One of two legal challenges to Ohio’s voting procedures could end up before the Supreme Court in the next few weeks, creating the possibility of an eleventh-hour decision affecting the nearly 8 million voters in the crucial swing state.
President Barack Obama’s re-election campaign has until Friday evening to respond to a request by Ohio Secretary of State Jon Husted (R) that the Supreme Court stay a lower court’s ruling blocking changes in the state’s early voting rules that would allow only military voters to cast ballots during the three days before Election Day.
The same federal appellate court that made that ruling is considering another case related to provisional ballots. The Service Employees International Union challenged the state’s refusal to count ballots cast in the wrong precinct as a result of poll worker error. The U.S. Court of Appeals for the Sixth Circuit is expected to weigh in on that case within the next week, and the decision could lead to another high court appeal.
There is a great deal at stake in Ohio for Obama and Republican presidential nominee Mitt Romney, both of whom are focusing on the perennial battleground state as the race narrows to just a handful of states still in play.
Romney made appearances in Ohio this week in Cuyahoga Falls, Mount Vernon, Delaware and Sidney, with more stops scheduled on Friday and Saturday. Obama was at Ohio State University on Tuesday, where he reminded students that it was the last day to register to vote and encouraged them to take advantage of early voting now under way.

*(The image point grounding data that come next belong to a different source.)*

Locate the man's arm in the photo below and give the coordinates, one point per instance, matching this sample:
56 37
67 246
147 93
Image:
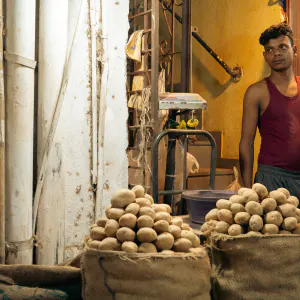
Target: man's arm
249 125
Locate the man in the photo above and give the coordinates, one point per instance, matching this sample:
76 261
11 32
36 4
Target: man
273 105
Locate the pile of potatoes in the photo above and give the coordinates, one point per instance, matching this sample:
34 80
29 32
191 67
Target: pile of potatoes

Ohio’s importance is not lost on election law experts. University of California, Irvine, law professor Rick Hasen has predicted that if the Supreme Court takes up a voting case before the elections, it will be one of the two from the hotly contested Midwestern state.
In both lawsuits, liberal groups have based their challenges in part on the high court’s decision in Bush v. Gore that ended the Florida recount in the 2000 presidential election.

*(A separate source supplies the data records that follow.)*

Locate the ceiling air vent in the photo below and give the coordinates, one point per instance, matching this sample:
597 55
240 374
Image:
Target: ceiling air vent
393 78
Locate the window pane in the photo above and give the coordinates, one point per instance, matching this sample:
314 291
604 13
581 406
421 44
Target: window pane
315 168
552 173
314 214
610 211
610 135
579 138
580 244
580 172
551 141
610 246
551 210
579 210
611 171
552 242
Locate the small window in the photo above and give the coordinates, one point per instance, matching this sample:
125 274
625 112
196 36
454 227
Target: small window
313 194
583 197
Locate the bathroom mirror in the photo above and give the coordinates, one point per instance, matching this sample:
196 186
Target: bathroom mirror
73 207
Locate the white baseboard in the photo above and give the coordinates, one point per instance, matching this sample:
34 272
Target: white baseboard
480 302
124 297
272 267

“I think the court would rather not have to decide anything related to the election if it can avoid it. But once these cases come, then the court has to deal with them. They raise some difficult legal questions as well as some sensitive political ones,” Hasen said. “The court may well get through another election without having to tell us what Bush v. Gore means, but it’s a very real possibility now, in a way that it wasn’t before these cases were on their way to the court.”
The dispute over Ohio’s early voting rules began last summer when Gov. John Kasich (R) signed a measure passed by the Republican-controlled legislature that ended early voting on the Friday before Election Day. After legislative maneuvering and an attempt to repeal that law by referendum, the state was left with conflicting statutes. One ends the early voting period on Friday, while another allows members of the military to continue voting until Election Day.
Husted stepped in to mitigate the confusion. He issued a directive to the state’s 88 counties that interpreted state law as setting a deadline of 6 p.m. Friday for nonmilitary voters but allowing county election boards to decide whether to remain open over the weekend before Election Day to accept in-person ballots from military and overseas voters.
The Obama campaign sued the state, arguing that it is unconstitutional to treat military and nonmilitary voters differently. A federal trial court agreed and in August stopped the changes in Ohio’s early voting window from taking effect. The Sixth Circuit last week concurred, paving the way for Ohio’s appeal that the Supreme Court lift the prohibition on changing the rules until the state can present its case.
In the provisional ballot case, the SEIU complained that the Ohio Supreme Court “adopted the most strict possible interpretation” of a statute “requiring the rejection of all wrong-precinct provisional ballots without exception, even where the County Board of Election knows that poll worker error led to the voter being provided with the wrong ballot.”
Ohioans cast 200,000 provisional ballots in the 2008 elections, and 40,000 were tossed out, according to the union’s complaint. The state increasingly uses polling locations that serve voters from more than one precinct.
A federal trial court judge ordered Ohio officials to count ballots cast in the wrong precinct unless specific criteria are met. The state asked the Sixth Circuit to review that decision, and the appellate court heard oral arguments last week. A decision is expected shortly.
Hasen said that in the decade since Bush v. Gore “scholars have been puzzling” over a passage in the high court’s ruling that is relevant to both Ohio cases.
“Having once granted the right to vote on equal terms, the State may not, by later arbitrary and disparate treatment, value one person’s right to vote over that of another,” the court’s majority wrote in its rationale for ending the Florida recount.
“Both of these cases raise the question of when you can treat similarly situated voters differently. In the early-voting case, the question is the distinction between military and nonmilitary voters. In the provisional ballot case, it’s voters who did nothing wrong who happen to encounter an incompetent poll worker and voters who did not.”
Either case would provide an opportunity for the Supreme Court to further explain its thinking in Bush v. Gore, Hasen said.